静かにそばにいて、温かい場所を用意して、「ほどけても、ほどけなくても、どちらでもいいよ」と見守ること。
心は、自分のタイミングでしか、ほどけません。
ときにそれは施術の中で起きるかもしれませんし、まったく別の場所でふっと起こることもあります。

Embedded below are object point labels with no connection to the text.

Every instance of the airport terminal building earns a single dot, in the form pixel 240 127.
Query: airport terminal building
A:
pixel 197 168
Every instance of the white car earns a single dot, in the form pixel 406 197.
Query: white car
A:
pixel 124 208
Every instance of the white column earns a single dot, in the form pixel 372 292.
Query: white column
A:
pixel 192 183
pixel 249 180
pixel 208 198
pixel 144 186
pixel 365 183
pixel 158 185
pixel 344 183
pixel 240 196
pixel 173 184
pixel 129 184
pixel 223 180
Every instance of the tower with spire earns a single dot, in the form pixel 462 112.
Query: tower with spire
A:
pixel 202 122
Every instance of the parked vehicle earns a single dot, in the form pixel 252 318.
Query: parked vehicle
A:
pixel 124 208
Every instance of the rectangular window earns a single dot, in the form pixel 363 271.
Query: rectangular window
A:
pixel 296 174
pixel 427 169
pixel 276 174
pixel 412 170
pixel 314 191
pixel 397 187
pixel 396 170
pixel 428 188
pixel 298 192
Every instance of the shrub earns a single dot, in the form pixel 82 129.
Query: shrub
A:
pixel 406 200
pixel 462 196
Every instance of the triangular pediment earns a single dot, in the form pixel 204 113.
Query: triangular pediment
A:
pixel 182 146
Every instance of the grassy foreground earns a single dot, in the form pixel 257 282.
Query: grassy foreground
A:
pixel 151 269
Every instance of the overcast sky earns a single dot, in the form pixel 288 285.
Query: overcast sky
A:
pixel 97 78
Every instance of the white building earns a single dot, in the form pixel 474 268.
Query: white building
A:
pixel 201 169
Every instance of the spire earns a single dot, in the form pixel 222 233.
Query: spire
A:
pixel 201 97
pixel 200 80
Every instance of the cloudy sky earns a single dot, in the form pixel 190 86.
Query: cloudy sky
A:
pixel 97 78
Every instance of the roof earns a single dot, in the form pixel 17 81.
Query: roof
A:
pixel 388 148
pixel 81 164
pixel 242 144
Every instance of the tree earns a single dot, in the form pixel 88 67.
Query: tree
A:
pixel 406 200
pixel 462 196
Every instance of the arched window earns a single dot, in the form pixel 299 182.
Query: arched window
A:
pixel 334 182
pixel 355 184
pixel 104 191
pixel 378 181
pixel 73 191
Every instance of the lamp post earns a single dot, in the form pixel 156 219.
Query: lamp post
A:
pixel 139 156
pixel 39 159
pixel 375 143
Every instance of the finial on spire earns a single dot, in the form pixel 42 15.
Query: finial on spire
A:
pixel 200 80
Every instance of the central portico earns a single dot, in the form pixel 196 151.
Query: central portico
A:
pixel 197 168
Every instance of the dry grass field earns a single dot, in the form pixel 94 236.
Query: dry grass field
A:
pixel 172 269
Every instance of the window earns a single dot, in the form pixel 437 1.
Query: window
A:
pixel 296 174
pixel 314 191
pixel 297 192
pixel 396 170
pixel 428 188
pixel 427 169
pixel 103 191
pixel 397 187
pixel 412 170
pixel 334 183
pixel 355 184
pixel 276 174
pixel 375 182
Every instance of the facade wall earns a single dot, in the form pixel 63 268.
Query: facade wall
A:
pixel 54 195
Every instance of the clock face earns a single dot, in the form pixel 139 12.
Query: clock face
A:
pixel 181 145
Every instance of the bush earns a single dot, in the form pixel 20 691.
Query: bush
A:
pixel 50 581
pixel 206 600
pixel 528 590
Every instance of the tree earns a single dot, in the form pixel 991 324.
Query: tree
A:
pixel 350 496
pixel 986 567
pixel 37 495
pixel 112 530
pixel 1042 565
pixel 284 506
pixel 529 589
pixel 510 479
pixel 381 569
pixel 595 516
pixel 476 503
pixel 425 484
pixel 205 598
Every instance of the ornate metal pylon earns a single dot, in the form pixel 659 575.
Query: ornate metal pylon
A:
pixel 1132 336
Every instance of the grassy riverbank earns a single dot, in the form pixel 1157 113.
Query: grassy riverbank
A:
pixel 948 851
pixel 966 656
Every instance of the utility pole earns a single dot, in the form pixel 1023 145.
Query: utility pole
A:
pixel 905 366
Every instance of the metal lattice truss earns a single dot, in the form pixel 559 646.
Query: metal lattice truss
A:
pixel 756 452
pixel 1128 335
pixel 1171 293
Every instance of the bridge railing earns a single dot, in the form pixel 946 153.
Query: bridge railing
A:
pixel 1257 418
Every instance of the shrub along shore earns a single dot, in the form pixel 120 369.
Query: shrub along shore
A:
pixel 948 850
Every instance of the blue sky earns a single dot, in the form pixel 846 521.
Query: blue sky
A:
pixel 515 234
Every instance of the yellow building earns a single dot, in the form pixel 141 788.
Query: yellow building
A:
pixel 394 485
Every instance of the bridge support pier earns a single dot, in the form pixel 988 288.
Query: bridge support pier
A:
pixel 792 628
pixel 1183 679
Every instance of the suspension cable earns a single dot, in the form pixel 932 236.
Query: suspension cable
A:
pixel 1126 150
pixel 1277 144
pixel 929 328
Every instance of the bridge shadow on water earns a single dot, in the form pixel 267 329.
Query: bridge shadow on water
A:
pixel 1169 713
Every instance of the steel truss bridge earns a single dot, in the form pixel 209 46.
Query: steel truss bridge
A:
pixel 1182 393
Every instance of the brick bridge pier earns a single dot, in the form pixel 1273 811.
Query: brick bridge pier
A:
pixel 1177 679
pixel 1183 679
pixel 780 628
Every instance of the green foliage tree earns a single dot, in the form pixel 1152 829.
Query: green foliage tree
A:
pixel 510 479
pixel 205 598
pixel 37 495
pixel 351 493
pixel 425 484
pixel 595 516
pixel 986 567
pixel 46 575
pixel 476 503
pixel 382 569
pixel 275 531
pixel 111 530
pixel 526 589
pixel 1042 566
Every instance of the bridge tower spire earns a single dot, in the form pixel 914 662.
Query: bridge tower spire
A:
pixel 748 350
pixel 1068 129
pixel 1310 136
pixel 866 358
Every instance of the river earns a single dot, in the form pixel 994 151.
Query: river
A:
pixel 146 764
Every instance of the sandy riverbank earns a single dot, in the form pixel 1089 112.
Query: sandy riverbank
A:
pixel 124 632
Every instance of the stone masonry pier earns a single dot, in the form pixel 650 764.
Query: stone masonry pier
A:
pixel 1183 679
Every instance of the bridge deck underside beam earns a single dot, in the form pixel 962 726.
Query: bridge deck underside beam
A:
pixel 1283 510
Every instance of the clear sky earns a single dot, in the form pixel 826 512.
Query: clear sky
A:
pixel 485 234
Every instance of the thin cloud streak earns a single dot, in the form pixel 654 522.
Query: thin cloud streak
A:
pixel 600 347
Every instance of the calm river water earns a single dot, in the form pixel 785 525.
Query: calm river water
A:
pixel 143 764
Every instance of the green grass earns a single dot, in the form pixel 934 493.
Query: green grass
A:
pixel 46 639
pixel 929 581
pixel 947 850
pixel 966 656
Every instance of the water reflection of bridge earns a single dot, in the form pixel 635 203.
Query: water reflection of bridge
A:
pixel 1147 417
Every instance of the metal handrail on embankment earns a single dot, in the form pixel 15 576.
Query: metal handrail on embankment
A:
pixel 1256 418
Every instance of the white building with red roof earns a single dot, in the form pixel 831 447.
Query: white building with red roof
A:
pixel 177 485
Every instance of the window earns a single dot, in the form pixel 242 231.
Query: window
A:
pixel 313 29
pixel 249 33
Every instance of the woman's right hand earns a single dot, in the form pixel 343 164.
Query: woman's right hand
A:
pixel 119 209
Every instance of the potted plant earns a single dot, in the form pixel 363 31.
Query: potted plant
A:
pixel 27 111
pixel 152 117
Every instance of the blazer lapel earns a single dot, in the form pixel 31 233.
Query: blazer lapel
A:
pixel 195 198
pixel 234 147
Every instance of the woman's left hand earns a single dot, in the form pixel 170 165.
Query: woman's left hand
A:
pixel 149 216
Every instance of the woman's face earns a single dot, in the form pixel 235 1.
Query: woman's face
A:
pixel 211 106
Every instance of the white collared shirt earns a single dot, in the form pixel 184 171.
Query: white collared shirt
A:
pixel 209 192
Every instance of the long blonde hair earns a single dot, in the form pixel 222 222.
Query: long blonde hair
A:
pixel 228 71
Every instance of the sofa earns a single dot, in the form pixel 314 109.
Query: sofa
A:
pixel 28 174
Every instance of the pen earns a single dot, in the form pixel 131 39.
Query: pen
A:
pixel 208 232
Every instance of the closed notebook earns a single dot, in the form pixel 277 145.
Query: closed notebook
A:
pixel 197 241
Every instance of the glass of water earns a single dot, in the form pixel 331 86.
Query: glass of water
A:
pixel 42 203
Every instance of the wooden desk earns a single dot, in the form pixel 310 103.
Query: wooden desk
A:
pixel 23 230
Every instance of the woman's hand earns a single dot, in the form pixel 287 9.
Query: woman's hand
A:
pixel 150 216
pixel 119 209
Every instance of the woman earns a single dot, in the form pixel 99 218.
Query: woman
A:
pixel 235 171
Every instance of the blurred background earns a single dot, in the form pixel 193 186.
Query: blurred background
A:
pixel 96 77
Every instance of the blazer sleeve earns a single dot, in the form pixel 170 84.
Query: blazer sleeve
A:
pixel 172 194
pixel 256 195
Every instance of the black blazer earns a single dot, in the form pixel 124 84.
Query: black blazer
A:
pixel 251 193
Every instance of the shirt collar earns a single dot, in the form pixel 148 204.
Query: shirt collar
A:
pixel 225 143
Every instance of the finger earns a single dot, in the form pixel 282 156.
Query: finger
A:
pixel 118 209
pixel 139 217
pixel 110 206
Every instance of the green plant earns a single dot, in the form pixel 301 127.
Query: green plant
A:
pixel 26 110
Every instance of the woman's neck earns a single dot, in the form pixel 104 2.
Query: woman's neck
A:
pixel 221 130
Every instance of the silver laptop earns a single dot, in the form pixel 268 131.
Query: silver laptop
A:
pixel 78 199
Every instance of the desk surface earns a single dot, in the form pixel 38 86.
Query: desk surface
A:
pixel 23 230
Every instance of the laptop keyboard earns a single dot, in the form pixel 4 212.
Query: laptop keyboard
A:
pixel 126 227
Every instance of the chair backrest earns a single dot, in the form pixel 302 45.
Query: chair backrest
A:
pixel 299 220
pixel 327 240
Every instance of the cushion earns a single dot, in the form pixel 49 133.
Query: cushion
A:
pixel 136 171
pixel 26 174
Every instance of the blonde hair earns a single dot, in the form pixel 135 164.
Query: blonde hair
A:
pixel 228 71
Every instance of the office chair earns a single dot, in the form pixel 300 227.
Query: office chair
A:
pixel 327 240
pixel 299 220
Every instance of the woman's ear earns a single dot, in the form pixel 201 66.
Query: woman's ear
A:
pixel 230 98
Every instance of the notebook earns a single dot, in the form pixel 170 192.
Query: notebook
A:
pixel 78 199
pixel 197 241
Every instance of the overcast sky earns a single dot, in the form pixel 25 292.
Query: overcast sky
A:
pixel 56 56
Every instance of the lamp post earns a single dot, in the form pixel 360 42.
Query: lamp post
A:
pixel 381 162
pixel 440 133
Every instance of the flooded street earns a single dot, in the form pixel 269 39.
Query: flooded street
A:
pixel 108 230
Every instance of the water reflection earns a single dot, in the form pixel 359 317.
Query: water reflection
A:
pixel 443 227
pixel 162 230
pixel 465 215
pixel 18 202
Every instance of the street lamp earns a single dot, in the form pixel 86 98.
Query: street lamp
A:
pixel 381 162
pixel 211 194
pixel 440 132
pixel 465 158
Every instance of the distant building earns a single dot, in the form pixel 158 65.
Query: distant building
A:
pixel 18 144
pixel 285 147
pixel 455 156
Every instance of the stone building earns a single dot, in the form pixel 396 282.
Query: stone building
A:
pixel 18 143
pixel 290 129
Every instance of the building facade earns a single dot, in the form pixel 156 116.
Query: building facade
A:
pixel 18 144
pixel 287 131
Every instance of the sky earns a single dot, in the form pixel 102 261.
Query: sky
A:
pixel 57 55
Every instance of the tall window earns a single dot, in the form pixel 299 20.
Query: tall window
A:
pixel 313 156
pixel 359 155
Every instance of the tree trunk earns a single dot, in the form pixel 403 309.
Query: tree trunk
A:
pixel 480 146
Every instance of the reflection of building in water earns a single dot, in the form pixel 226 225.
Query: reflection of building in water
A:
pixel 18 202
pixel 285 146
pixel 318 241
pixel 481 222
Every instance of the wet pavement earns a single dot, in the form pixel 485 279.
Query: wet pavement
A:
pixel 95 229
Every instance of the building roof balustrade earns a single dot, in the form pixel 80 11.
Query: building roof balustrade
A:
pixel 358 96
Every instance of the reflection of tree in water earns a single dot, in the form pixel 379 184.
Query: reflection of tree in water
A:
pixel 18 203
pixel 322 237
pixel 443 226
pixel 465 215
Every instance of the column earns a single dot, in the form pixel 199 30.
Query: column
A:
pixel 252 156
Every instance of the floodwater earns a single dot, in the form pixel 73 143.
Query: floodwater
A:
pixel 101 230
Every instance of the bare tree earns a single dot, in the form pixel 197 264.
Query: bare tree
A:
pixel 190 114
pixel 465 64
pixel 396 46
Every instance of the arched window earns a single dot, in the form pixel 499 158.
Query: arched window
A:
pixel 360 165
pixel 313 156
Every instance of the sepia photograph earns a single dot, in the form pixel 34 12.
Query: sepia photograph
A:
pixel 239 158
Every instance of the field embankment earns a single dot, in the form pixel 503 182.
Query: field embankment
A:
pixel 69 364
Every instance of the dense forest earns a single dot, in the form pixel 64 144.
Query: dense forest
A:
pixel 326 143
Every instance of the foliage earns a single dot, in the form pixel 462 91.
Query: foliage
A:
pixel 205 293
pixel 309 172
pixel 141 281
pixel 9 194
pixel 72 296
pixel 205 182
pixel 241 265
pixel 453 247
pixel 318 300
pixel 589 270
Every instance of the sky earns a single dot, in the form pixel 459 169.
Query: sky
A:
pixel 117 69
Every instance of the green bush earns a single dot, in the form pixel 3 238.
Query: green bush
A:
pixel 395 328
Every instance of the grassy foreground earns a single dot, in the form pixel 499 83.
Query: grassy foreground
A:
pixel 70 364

それでも、「そばにいた」という事実だけが、小さな灯りになることがあります。
私はそんなふうに、心をほどく営みを支えたいと思っています。
ほどく、という生き方
ほどくという行為は、どこか弱さのように思われることがあります。
しっかりしなければいけない。
強くあらねばならない。
頑張らなければいけない。
そんな声が、私たちを縛りつけることもあります。
けれど、ほどくことこそが、生きるために必要な働きなのかもしれません。
固く結ばれたままでは、呼吸も巡りも滞ってしまう。
ほどくことで、新しい余白が生まれ、流れが戻ってくる。
それは恥ずかしいことでも、情けないことでもありません。
むしろ、生きようとする自然な力の一つだと感じています。
日々、施術をとおして思うこと
身体が少しほどけると、その人の表情がやわらぐ瞬間があります。
心がほどけると、言葉が静かになり、呼吸が変わる瞬間があります。
私はその変化に立ち会えることを、この仕事の大切な一部だと感じています。
整体師として特別なことができるわけではありません。
ただ、一緒に呼吸をし、一緒に待つことができるだけです。
そして、「今ここにいる」という感覚を、そっと思い出すお手伝いができたら、それで十分だと思っています。
今日もまた、誰かの身体と心に静かに触れながら、ほどいていく時間に向き合っています。